What is an Owelty?
The actual definition of an Owelty is: the amount paid or secured by one owner to another to equalize a partition of property in kind, or a payment made to achieve equality between those who exchange property.
How is the Owelty used in traditional lending during divorce and other situations?
Owelty and Divorce
During a divorce when there is a primary residence held in common law, like it is in Texas, and there is equity in the home, the owelty is an “instrument” used to break in half or break into two agreed fair parts, the equity in that home. In this example, the person/spouse leaving the home is usually awarded a portion of the equity in that home through an owelty deed after this split of equity is mentioned in the divorce decree. You can look at the owelty as a lien on the property, but instead of the lien holder being a bank, the lien holder in this case is the spouse being rewarded the equity in cash.

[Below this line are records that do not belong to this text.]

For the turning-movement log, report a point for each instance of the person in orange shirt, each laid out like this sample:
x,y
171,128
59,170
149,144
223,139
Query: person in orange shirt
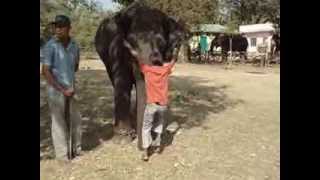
x,y
157,82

So, upon refinancing, the spouse keeping the home can use his new refinance loan to pay off whatever current loan is on the property, and the spouses portion of equity tied to the owelty.
Owelty and Family Trust
The other way the Owelty is often used in traditional lending is when there is a family trust and say one sibling is going to keep a property awarded by the trust, but maybe there are multiple siblings on the trust receiving the property and the others do not intend to keep the property but want their portion awarded to them by the trust. In this case, the siblings NOT keeping the property can use owelties to get their said portion of equity from the property. From that point, it works the same way as refinancing the owelty during a divorce situation.
To sum it up, and to be clear, the owelty does not have to be paid off through refinancing of a home. The owelty can be cleared and repaid in cash just as well.